Backdated to February 18th

Totally divorced from everything else, it was much easier to make her quotas when she wasn’t also trying to collect for Melanite. Astrophyllite was so used to going above and beyond the call of duty (and for what? Nothing. It was utterly thankless) that cutting back just, well, it made her nightly patrols more and more of a breeze!

She’d first noticed her current target when he blazed through a stoplight and nearly hit a pedestrian. Bad people get punished, Astrophyllite thought, and took up the chase. She caught up to him at one of those drive-through diners, the kind where the waitresses wear roller skates, and waited just out of sight while he screamed his order at the menu board.

Rude! she thought, creeping forward. His hand was dangling over the edge of his window - if she was careful, she thought, she could keep in his wing mirrors’ blind spot. Slowly, moving as softly as she could, she reached up and carefully touched her fingers to his, and felt the energy begin to flow through into her. Just - just a little bit. That was all she needed from him, just enough to make him feel tired but not so much that he’d crash his stupid ******** pickup truck on its stupid two-and-a-half foot tall tires.

After about a minute, she heard the waitress approaching from the other side of the car. Astrophyllite bolted, closing her fist around the energy she’d gathered so far and dashing for the boxwoods planted beside the driveway. She took a dive and slid into home plate. The crowd went wild.

She rolled into a crouch, the taste of rust burning in her mouth. Astrophyllite looked around, trying to place the floral perfume she smelled. “Colchis?” she asked quietly. Oh no - oh no, how much had her friend seen?

Shibrogane
Colchis hadn’t quite discovered how to sense people as well as Astrophyllite did. What she did have on her side was the relative ease of weatherproofing her uniform--so she turned up at their usual meeting spot in a black hoodie and ******** jeans she’d gotten from Goodwill, and a pair of boots instead of her gladiator sandals. When the summer came, she imagined she would abandon this tactic of “cover up your uniform and hope everyone just thought your skirt was, like, the bottom of a tunic top”. But right now, it was only logical to avoid <******** frostbite. (No one tell her dads she’d cussed.)

Anyway, Astrophyllite hadn’t shown, and so Colchis had taken to the streets. Sometimes her friend was delayed. Which was fine, except she never really had a good explanation for why she was late, and after a while Colchis had gotten a little curious. All those hints about why Astrophyllite and her ‘side’ were bad, and no actual elucidation, tended to pile up, and Colchis no real proof except that disaster of a New Year’s ball. It was enough to make anyone curious, but especially her.

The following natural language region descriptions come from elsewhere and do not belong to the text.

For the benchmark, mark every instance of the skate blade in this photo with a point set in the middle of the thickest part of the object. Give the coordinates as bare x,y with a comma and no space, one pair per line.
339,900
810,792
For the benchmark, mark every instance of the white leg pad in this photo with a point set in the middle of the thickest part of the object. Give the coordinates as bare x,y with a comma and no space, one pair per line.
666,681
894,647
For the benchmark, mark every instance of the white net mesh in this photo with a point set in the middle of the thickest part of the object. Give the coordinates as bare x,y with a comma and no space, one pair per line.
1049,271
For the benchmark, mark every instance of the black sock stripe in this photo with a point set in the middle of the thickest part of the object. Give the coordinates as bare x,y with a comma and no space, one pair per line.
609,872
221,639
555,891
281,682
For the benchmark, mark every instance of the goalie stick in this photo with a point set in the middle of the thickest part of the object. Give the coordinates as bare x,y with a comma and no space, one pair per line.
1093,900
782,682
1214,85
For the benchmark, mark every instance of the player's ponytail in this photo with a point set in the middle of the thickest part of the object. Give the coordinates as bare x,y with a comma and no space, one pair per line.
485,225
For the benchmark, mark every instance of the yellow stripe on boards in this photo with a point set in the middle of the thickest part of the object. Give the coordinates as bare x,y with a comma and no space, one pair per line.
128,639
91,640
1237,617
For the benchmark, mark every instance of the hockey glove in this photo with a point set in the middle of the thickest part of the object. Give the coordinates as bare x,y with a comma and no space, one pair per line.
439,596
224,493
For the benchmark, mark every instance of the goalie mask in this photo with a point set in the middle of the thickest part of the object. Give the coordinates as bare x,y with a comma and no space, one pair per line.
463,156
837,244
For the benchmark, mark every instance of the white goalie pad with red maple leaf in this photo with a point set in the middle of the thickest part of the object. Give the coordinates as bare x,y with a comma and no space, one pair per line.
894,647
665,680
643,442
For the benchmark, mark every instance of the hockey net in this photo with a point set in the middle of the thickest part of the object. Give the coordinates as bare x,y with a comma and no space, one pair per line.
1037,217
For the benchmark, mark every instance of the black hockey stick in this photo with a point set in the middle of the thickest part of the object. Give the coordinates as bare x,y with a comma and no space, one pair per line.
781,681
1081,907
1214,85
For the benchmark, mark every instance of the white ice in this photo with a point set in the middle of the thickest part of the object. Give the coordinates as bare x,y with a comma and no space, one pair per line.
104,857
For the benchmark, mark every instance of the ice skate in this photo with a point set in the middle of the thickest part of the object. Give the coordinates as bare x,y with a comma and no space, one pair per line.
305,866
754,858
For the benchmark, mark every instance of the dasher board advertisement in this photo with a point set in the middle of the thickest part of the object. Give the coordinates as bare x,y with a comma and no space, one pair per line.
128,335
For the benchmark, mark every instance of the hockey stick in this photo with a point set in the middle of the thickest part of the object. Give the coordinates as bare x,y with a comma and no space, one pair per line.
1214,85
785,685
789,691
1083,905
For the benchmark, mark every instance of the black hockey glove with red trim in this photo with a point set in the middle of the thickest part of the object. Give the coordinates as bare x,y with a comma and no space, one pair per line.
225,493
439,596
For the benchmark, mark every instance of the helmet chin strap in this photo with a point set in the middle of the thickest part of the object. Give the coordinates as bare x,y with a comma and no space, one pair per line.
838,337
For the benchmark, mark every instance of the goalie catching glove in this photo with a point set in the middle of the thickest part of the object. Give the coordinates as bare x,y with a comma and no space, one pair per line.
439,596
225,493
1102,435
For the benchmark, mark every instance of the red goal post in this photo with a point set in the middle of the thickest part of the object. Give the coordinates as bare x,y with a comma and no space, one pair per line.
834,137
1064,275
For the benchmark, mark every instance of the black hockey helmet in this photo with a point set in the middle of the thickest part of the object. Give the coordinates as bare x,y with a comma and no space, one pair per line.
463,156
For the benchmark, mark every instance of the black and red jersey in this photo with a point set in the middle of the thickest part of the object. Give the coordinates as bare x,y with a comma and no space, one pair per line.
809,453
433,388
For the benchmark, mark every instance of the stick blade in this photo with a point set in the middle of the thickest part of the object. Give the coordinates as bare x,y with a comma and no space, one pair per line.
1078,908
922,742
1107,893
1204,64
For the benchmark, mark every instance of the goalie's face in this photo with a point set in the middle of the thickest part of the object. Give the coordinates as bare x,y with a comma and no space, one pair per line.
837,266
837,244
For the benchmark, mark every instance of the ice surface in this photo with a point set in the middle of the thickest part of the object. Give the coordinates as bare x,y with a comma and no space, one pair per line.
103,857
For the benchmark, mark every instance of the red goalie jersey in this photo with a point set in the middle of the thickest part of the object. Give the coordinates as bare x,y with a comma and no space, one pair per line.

“Astrophyllite,” she started to say, when she finally spotted her friend. Astrophyllite was crouched beneath a pickup truck, doing… something to the driver, collecting something glowing in the palm of her hand. Only for a minute, though, before Astrophyllite bailed. Colchis followed, because--they were friends, and that looked kind of neat. “Astrophyllite! There you are. What were you doing to that guy? Can I see it?”


Astrophyllite straightened up, holding the sphere of energy protectively to her chest as Colchis approached. Oh, god. Oh no. She’d been late to their meeting and now - no, no, no! She’d never wanted Colchis to see her like this, to see her being bad! “It’s energy,” she said quietly. “I have to collect it. For my job.”

Perhaps… perhaps just showing her for a second wouldn’t hurt. Astrophyllite unclenched her fist to display the glowing ball of energy, and then quickly closed her fingers around it again. She tucked it into her pocket. “I’m sorry I missed our meeting,” she said, genuinely apologetic. Colchis was one of her few friends, and she’d hate to make her feel put-out! “I have… I have a quota I need to meet, and if I don’t meet it, I’ll be punished.”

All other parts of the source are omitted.